Süleyman Özışık yazdı! Fatih Portakal sokakta neden küfür yiyor?

Türkiye gazetesi yazarı ve Nethaber Genel Müdürü Süleyman Özışık Fatih Portakal hakkında çarpıcı bir yazı kaleme aldı..

Fatih Portakal durup dururken emekliye ayrılmak istediğini söyleyip Fox'u bıraktığını açıkladı. 
Portakal, niye istifa ettiğini şu gerekçelere dayandırmış:
"Yoruldum. Üzerimde arzu etmediğim bir yük var. Muhalefetin sesi gibi görülüyorum. Artık muhalif olarak yaşamak, muhalif gibi yaşamak istemiyorum. Evim drone’la izleniyor. Yola çıktığımda yandaki araçlardan bana küfrediyorlar. Kaldıramıyorum. Kendime uygun gördüğüm hayat bu değildi. Ağır geliyor..."
İlginç!
İlginç; çünkü hepimiz, bir şeylere muhalefet ediyoruz. Portakal gibi onlarca, yüzlerce muhalif isim var ortalıkta dolaşan. Belki sosyal medyada hepimiz çeşitli küfür ve hakaretlere maruz kalıyoruz ama ben bugüne kadar sokakta küfür yiyenine pek rastlamadım.

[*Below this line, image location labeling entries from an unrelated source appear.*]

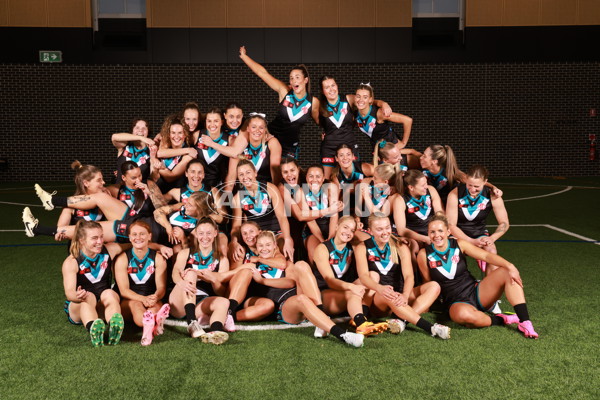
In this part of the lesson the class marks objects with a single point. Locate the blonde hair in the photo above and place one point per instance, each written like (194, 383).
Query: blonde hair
(81, 230)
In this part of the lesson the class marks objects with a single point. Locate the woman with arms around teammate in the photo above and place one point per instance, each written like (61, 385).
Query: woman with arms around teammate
(385, 268)
(141, 280)
(296, 105)
(87, 279)
(444, 261)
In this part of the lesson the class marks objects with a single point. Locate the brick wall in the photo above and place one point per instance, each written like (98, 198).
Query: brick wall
(526, 119)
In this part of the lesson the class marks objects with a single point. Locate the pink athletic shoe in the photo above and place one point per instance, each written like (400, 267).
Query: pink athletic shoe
(527, 328)
(509, 318)
(229, 323)
(148, 332)
(160, 317)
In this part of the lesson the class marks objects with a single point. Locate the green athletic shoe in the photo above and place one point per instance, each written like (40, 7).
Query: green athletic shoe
(115, 328)
(97, 333)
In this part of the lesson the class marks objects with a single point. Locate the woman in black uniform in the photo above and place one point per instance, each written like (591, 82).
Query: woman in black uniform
(444, 261)
(467, 208)
(296, 105)
(87, 277)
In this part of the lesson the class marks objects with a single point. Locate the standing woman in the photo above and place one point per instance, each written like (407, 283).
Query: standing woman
(87, 276)
(336, 118)
(444, 261)
(136, 146)
(198, 289)
(215, 161)
(373, 122)
(141, 277)
(296, 105)
(262, 203)
(467, 208)
(384, 267)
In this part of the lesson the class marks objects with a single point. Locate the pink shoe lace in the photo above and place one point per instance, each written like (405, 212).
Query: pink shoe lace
(148, 330)
(161, 316)
(527, 328)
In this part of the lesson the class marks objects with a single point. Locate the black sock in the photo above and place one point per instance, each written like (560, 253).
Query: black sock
(59, 201)
(190, 312)
(522, 312)
(366, 311)
(233, 305)
(44, 230)
(216, 326)
(359, 319)
(425, 325)
(337, 332)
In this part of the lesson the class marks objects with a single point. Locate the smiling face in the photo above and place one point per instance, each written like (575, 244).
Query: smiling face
(94, 185)
(330, 90)
(363, 99)
(233, 117)
(177, 135)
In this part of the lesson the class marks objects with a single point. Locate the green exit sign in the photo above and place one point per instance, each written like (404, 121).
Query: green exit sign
(50, 56)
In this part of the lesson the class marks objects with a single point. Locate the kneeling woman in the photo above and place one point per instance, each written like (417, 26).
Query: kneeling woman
(87, 278)
(198, 287)
(384, 267)
(444, 262)
(141, 279)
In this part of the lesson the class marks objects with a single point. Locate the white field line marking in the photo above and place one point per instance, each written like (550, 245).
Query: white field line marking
(543, 195)
(554, 228)
(279, 326)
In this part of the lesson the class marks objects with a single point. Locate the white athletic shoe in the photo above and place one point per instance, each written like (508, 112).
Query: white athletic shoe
(29, 221)
(320, 333)
(353, 339)
(441, 331)
(496, 309)
(396, 326)
(45, 197)
(214, 337)
(194, 329)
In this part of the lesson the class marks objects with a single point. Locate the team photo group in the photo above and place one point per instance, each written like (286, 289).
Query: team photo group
(214, 221)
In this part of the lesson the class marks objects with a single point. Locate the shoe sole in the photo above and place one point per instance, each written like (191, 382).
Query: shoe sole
(97, 333)
(217, 338)
(115, 330)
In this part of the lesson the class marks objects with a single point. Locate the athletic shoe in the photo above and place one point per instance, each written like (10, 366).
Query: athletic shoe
(396, 326)
(194, 329)
(527, 328)
(148, 328)
(496, 309)
(320, 333)
(215, 337)
(29, 221)
(45, 197)
(97, 333)
(353, 339)
(441, 331)
(115, 328)
(369, 329)
(160, 318)
(509, 318)
(229, 323)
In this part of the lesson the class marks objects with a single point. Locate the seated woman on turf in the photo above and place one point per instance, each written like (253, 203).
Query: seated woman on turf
(136, 146)
(336, 275)
(467, 208)
(87, 277)
(141, 280)
(384, 267)
(261, 202)
(444, 261)
(198, 288)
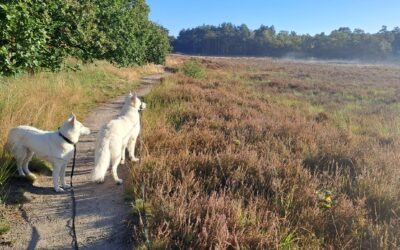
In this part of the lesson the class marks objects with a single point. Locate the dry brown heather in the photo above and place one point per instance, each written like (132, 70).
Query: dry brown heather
(269, 154)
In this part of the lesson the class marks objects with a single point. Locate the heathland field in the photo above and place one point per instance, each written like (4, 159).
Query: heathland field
(271, 154)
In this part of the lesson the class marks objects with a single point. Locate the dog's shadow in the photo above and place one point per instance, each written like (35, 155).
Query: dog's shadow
(16, 191)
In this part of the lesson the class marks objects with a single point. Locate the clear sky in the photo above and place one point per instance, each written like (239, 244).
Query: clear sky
(302, 16)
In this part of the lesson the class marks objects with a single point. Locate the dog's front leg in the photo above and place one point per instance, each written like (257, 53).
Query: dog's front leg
(56, 175)
(62, 177)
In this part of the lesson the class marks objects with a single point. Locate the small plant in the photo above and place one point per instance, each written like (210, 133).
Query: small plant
(141, 208)
(193, 68)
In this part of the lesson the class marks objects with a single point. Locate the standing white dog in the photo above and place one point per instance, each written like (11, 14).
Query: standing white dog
(135, 133)
(113, 139)
(55, 147)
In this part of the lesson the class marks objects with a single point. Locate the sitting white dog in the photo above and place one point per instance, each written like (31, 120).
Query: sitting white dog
(55, 147)
(113, 139)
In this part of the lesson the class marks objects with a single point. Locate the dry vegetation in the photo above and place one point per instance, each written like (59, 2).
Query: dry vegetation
(266, 154)
(45, 100)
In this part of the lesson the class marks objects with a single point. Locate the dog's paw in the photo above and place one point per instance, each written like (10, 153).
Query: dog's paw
(134, 159)
(59, 190)
(99, 181)
(31, 176)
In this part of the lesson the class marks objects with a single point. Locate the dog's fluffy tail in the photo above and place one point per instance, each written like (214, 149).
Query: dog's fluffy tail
(102, 155)
(12, 140)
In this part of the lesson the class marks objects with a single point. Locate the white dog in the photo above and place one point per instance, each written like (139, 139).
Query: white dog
(135, 133)
(113, 139)
(55, 147)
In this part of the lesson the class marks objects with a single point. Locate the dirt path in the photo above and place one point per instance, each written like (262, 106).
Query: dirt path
(101, 211)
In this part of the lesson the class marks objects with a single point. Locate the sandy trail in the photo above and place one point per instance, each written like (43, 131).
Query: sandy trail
(101, 210)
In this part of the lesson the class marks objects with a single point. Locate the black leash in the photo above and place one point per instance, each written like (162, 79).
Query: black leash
(145, 220)
(74, 238)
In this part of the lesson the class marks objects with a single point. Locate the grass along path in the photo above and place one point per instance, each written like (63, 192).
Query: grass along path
(101, 209)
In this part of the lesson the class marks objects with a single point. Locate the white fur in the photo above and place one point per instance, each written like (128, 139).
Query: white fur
(25, 141)
(113, 138)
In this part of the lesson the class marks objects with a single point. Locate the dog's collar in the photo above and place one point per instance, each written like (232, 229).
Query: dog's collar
(65, 138)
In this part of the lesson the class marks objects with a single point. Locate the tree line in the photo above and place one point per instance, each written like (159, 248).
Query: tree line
(40, 34)
(231, 40)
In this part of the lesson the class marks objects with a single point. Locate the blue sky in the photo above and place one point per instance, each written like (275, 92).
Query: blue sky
(307, 16)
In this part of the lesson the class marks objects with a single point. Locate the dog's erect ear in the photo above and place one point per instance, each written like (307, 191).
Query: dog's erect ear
(71, 119)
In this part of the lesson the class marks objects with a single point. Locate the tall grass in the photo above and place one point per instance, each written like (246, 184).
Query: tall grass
(46, 99)
(240, 160)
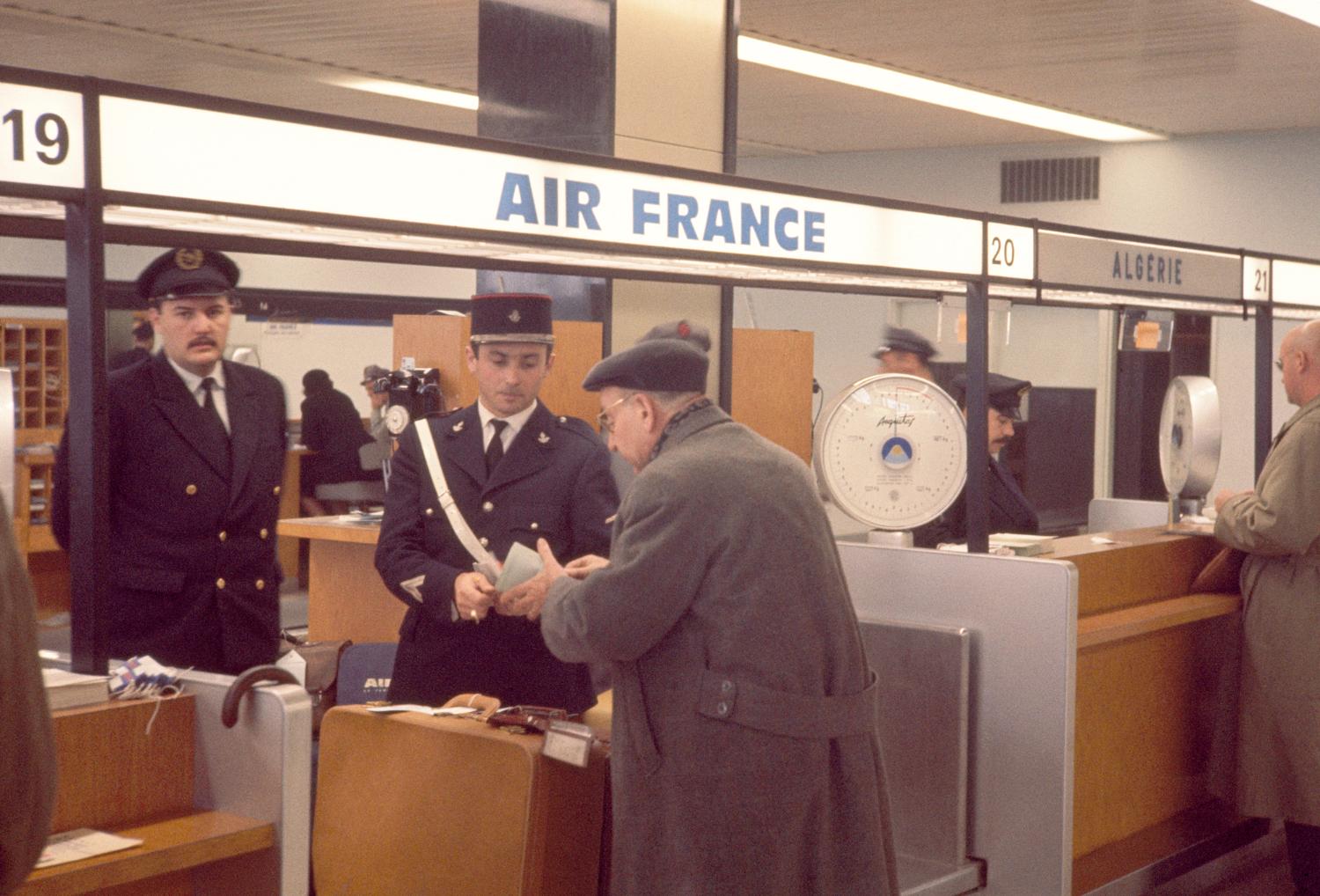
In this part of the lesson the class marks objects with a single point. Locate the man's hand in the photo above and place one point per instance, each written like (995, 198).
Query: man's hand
(583, 566)
(1225, 495)
(473, 595)
(527, 598)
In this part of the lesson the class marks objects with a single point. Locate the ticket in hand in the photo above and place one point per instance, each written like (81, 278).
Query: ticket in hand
(520, 565)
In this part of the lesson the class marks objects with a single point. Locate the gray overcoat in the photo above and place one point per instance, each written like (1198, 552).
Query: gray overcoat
(1278, 525)
(744, 756)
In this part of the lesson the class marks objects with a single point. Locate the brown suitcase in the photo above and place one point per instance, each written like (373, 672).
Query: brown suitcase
(417, 804)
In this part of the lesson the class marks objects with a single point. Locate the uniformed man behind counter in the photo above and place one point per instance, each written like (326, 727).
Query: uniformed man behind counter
(1010, 510)
(517, 471)
(195, 455)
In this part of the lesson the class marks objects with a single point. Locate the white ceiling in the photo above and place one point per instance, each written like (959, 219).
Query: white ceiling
(1171, 66)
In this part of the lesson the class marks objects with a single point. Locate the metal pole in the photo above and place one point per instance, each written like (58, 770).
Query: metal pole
(87, 422)
(977, 494)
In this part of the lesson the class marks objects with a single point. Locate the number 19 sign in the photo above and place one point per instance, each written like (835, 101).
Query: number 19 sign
(41, 136)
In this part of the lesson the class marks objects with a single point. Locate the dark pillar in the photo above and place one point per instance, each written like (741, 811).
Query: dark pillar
(87, 422)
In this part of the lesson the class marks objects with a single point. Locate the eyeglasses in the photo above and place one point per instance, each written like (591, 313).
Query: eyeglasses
(604, 422)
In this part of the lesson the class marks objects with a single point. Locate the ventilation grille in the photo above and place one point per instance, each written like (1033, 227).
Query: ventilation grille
(1050, 180)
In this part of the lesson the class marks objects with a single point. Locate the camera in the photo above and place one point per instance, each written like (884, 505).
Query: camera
(414, 393)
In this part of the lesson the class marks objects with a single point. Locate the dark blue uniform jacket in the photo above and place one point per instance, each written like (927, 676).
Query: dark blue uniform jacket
(193, 577)
(552, 483)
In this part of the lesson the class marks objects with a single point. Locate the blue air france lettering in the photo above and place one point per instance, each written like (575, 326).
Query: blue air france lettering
(672, 216)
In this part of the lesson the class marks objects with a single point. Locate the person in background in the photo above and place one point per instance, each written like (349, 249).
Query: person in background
(1278, 525)
(375, 380)
(905, 351)
(1010, 510)
(333, 430)
(26, 745)
(195, 458)
(744, 756)
(144, 337)
(515, 471)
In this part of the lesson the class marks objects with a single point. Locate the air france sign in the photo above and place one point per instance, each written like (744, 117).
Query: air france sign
(171, 151)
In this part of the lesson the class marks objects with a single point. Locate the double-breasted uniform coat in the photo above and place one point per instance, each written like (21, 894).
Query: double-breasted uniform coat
(193, 571)
(1278, 756)
(554, 483)
(1008, 510)
(744, 756)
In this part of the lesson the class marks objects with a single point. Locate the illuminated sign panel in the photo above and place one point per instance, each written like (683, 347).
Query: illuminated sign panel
(169, 151)
(1088, 261)
(41, 136)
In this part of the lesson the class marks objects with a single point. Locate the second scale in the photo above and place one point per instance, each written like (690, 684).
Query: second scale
(891, 452)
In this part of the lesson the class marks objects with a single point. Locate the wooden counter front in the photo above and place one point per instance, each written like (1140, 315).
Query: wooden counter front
(1154, 663)
(346, 597)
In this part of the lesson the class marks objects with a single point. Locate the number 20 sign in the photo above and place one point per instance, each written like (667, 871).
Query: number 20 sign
(41, 136)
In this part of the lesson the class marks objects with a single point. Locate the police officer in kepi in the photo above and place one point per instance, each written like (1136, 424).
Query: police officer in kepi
(905, 351)
(517, 471)
(1010, 510)
(195, 457)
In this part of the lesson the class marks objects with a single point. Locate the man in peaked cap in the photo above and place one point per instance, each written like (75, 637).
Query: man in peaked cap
(517, 471)
(195, 458)
(905, 351)
(734, 653)
(1010, 510)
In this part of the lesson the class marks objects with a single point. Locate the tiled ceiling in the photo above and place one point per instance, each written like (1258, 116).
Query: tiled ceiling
(1172, 66)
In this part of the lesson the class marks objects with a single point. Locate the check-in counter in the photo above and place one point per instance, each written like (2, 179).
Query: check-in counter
(1100, 681)
(346, 598)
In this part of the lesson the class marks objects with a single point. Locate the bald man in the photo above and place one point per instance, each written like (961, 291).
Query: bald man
(1278, 525)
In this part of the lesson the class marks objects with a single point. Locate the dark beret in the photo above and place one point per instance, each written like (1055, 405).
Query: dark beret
(902, 340)
(1003, 393)
(372, 372)
(652, 366)
(512, 317)
(693, 333)
(180, 274)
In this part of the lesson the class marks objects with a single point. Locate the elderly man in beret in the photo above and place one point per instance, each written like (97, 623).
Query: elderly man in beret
(905, 351)
(1010, 510)
(195, 459)
(744, 755)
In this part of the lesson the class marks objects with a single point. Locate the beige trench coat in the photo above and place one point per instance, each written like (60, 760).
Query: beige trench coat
(1278, 758)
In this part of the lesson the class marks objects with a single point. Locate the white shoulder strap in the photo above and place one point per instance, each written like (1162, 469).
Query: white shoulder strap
(446, 502)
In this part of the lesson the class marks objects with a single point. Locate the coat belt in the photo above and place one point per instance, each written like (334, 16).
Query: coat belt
(725, 698)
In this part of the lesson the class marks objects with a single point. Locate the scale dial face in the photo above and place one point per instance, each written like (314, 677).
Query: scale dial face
(891, 452)
(1190, 436)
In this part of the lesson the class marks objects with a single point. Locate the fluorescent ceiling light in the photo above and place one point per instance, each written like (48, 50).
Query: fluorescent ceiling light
(1307, 11)
(898, 84)
(406, 90)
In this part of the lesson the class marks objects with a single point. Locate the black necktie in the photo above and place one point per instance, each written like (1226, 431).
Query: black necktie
(495, 450)
(213, 414)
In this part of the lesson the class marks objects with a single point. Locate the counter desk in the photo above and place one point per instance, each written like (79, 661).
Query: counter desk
(346, 598)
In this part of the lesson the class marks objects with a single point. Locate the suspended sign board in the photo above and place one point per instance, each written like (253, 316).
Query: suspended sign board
(1296, 283)
(1088, 261)
(41, 136)
(172, 151)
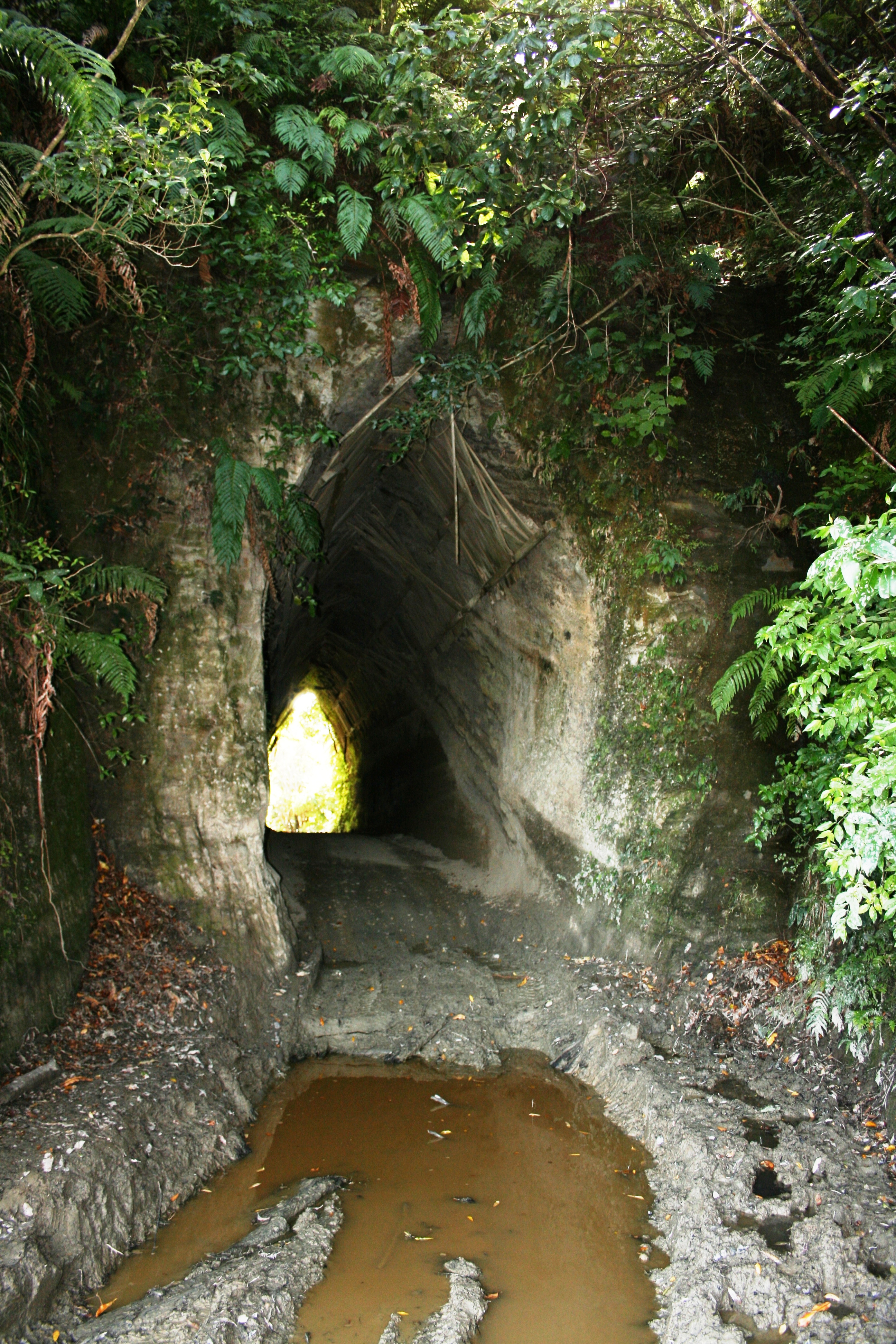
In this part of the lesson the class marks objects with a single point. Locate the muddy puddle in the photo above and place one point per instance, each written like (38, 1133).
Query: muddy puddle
(520, 1173)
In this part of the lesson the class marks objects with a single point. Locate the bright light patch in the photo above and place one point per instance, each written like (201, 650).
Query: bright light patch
(311, 787)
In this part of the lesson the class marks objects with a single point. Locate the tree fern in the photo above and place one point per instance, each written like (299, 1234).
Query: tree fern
(269, 486)
(480, 304)
(233, 480)
(291, 177)
(704, 362)
(432, 232)
(426, 279)
(120, 582)
(78, 83)
(233, 483)
(299, 130)
(304, 522)
(11, 213)
(735, 679)
(770, 599)
(54, 289)
(356, 133)
(350, 61)
(354, 218)
(103, 656)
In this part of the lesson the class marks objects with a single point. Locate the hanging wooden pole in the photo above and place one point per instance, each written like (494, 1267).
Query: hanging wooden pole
(457, 519)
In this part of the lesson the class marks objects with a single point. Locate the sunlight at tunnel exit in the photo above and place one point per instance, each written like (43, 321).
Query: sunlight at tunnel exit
(311, 784)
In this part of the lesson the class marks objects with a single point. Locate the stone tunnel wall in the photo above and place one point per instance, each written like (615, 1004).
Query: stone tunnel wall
(532, 697)
(41, 949)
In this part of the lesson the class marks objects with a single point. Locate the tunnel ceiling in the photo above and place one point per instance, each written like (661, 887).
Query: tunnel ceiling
(409, 550)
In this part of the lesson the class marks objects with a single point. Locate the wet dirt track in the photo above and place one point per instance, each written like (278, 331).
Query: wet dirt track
(412, 926)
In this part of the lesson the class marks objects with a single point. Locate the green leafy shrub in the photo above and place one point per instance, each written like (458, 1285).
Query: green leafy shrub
(825, 669)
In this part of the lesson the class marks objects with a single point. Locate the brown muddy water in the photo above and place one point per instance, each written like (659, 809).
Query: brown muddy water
(520, 1173)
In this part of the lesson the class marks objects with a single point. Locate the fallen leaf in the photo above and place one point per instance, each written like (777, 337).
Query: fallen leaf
(813, 1311)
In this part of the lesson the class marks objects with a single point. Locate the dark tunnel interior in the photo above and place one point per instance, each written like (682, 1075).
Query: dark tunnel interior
(410, 549)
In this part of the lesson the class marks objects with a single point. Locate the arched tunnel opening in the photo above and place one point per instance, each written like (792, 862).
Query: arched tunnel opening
(379, 629)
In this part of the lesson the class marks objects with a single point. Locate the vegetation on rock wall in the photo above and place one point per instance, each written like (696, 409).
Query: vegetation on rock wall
(579, 183)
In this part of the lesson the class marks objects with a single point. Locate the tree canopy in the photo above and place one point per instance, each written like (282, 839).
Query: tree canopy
(577, 183)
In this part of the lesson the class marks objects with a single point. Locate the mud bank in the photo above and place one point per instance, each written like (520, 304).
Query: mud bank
(456, 980)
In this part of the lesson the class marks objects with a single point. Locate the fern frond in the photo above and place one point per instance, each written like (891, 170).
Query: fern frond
(229, 138)
(54, 288)
(299, 130)
(769, 683)
(11, 210)
(121, 581)
(735, 679)
(354, 218)
(304, 522)
(817, 1019)
(426, 279)
(232, 490)
(78, 83)
(269, 487)
(480, 304)
(233, 480)
(770, 599)
(350, 61)
(704, 362)
(291, 178)
(432, 232)
(765, 725)
(355, 135)
(104, 658)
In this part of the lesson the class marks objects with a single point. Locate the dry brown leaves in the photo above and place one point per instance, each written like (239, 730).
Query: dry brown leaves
(737, 987)
(141, 970)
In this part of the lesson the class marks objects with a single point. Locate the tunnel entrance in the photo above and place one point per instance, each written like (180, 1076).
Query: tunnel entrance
(312, 781)
(413, 558)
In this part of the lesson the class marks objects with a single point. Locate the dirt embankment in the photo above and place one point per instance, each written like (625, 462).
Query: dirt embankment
(162, 1060)
(774, 1205)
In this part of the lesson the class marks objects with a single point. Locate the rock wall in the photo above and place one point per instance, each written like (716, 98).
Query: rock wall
(569, 699)
(187, 818)
(37, 978)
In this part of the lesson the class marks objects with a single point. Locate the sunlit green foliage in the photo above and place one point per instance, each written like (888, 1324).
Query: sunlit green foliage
(827, 669)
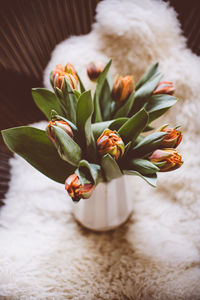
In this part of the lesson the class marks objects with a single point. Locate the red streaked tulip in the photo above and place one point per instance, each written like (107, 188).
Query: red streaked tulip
(169, 157)
(122, 88)
(173, 137)
(111, 143)
(68, 72)
(62, 124)
(94, 70)
(76, 190)
(165, 87)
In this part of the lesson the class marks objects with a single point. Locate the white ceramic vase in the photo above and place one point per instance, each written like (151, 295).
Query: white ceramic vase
(109, 206)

Portakal kendisine muhalif yakıştırması yapıyor ve bu nedenle küfür yediğini söylüyor ama şayet küfür yiyorsa bu muhalif olduğu için değil, geride yalan ve iftiralarla dolu bir yayıncılık yaptığı içindir.
Birkaç tanesini sıralamak gerekirse...
Bir tarihte jandarmanın, teröre yardım ve yataklık yapan HDP'li Diyarbakır Eski Büyükşehir Belediye Başkanı Adnan Selçuk Mızraklı'yı arkadan kelepçelediği yalanını söyledi...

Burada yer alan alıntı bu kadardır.